The new gas tax has paid dividends locally as Gov. Kay Ivey announced Thursday the state will give $2 million to a U.S. Highway 84 West expansion project in Dothan. The project will add a westbound lane between Flowers Chapel and John D. Odom roads.

The new gas tax has paid dividends locally as Gov. Kay Ivey announced Thursday the state will give $2 million to a U.S. Highway 84 West expansion project in Dothan.

The project will add a westbound lane between Flowers Chapel and John D. Odom roads and is one of three improving Wiregrass thoroughfares. Officials awarded $1.6 million to Coffee County to realign a dangerous intersection in the New Hope community and another $670,304 to Geneva County to add left turn lanes on an eastern Hartford intersection.

The money comes from the Alabama Transportation Rehabilitation and Improvement Program II, which is funded through the new 6-cent gas tax legislators passed in March. ATRIP II will provide $30 million across 28 projects in its first year.

Cities and counties across the state submitted 121 projects for consideration, and 58 met the program’s criteria, said Rep. Steve Clouse (R-Ozark), who sat on the committee that determined the ATRIP II awards. Dothan Public Works Director Charles Metzger said he felt fortunate that Dothan’s effort received approval given the competition.

“We’re proud to get this project in the first year,” Metzger said of the Highway 84 expansion. “We’re excited about it.”

The $2 million Dothan will receive is the maximum award available under ATRIP II but only funds part of the project. The city will have to submit another $2.4 million to complete the effort.

The project addresses a busy thoroughfare that experiences congestion – especially during the evening rush hour. Crews will construct the extra lane out of the existing median, Metzger said.

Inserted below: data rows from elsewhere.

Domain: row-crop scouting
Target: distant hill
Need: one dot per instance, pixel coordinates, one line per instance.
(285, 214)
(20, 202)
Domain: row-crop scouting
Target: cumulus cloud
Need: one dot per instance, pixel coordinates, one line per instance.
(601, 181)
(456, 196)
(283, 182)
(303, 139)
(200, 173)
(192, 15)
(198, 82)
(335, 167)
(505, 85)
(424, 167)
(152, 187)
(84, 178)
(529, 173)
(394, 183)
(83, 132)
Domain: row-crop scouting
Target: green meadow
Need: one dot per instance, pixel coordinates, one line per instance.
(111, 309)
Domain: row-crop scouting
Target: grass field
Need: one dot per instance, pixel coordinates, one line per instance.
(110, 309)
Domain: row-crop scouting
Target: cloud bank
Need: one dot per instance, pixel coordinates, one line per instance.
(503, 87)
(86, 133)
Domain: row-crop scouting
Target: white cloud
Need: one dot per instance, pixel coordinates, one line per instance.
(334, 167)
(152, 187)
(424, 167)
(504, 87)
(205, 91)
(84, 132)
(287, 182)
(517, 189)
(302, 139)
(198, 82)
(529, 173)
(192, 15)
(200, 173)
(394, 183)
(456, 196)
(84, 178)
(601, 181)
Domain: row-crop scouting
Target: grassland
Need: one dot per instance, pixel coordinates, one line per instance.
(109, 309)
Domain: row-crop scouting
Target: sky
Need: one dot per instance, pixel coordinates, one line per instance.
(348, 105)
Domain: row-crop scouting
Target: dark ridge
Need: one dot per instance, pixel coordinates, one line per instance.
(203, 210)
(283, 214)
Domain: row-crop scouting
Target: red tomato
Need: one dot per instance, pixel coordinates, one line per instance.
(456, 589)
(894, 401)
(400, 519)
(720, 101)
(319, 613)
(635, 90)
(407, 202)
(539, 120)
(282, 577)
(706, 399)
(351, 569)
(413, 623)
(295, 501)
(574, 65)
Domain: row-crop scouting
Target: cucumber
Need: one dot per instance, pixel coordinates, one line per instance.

Additionally officials hope to reconfigure the intersection of Woodburn Drive and U.S. Highway 84 West to prevent a backlog of cars filling the median, Metzger noted.

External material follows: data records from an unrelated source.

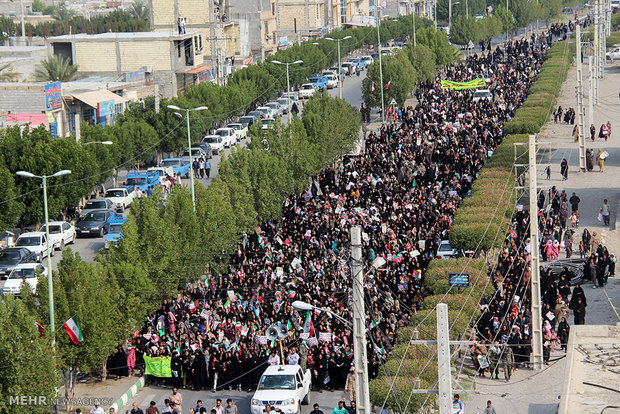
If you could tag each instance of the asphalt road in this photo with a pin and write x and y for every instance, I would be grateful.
(326, 400)
(89, 247)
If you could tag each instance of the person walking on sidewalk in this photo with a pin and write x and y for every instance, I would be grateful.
(564, 169)
(605, 212)
(600, 160)
(489, 409)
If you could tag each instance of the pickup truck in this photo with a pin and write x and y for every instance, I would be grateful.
(319, 81)
(283, 387)
(142, 180)
(179, 166)
(122, 197)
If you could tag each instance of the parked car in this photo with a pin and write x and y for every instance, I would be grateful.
(228, 135)
(29, 271)
(285, 387)
(35, 242)
(247, 120)
(206, 147)
(178, 165)
(368, 59)
(240, 130)
(197, 153)
(97, 204)
(446, 251)
(331, 81)
(267, 123)
(216, 142)
(276, 109)
(306, 90)
(95, 222)
(61, 234)
(114, 231)
(121, 197)
(13, 256)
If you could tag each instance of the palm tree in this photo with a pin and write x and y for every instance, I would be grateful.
(55, 68)
(6, 75)
(139, 10)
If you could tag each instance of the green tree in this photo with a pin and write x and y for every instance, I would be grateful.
(55, 68)
(87, 291)
(398, 72)
(6, 74)
(27, 360)
(139, 10)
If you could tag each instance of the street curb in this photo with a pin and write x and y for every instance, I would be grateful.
(124, 399)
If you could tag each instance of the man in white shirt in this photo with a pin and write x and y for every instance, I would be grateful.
(292, 358)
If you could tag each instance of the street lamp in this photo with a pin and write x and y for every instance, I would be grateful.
(378, 19)
(288, 81)
(340, 80)
(98, 142)
(358, 326)
(189, 146)
(50, 286)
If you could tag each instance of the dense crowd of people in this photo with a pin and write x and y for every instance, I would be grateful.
(403, 190)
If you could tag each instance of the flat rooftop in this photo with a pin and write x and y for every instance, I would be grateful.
(114, 36)
(593, 357)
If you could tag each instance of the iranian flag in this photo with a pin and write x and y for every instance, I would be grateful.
(73, 330)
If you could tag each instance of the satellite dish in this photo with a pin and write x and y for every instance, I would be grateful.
(272, 332)
(282, 331)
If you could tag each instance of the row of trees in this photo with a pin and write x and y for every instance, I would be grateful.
(165, 246)
(408, 67)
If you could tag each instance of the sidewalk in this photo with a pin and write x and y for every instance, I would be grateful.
(531, 392)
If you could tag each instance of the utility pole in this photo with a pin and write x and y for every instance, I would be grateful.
(591, 94)
(359, 324)
(537, 349)
(596, 47)
(443, 360)
(580, 128)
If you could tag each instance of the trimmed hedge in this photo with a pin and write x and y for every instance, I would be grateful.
(489, 190)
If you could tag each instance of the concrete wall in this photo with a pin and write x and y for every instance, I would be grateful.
(19, 98)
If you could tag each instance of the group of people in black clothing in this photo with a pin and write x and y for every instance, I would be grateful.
(403, 190)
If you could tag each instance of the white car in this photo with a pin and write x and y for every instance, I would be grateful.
(228, 135)
(283, 387)
(306, 90)
(61, 234)
(36, 243)
(332, 81)
(614, 54)
(267, 123)
(216, 142)
(30, 271)
(446, 251)
(368, 59)
(240, 130)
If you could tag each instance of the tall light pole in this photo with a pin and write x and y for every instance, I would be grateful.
(50, 285)
(378, 18)
(189, 146)
(340, 80)
(358, 326)
(288, 81)
(412, 6)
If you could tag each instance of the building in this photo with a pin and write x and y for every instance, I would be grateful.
(168, 59)
(210, 19)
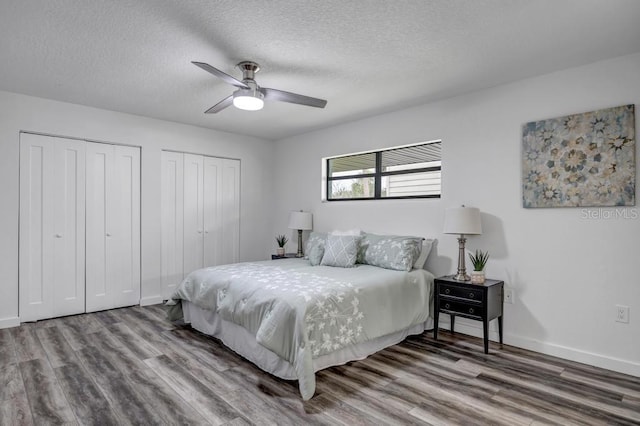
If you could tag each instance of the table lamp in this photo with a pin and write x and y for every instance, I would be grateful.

City officials want to start the project in 2020 or early 2021 – essentially as soon as another Highway 84 West expansion project concludes. The Alabama Department of Transportation just let the bids for an initiative that expands 84 West to six lanes from Flowers Chapel Road to Englewood Drive, Metzger said.

Elsewhere Coffee County will receive more than $1.6 million to realign the intersections of county roads 239 and 114 with Alabama Highway 167. The intersection has been the site of several deadly accidents throughout the years, and the county roads will be reconfigured to intersect the busy Alabama Highway 167 at right angles.

Coffee County will have to provide $179,358.50 for the project.

In Geneva County, left turn lanes will be added to the intersection of County Road 69 and Alabama Highway 52. ATRIP II will fully fund the effort.

Clouse said he felt “honored” that Ivey tapped him to represent the Wiregrass on the ATRIP II committee and help procure three projects in the first year of the program.

“There were a lot of wants … more than $141 million in requests,” he said.

The state should officially release the money to the winning projects in the early spring, Clouse noted.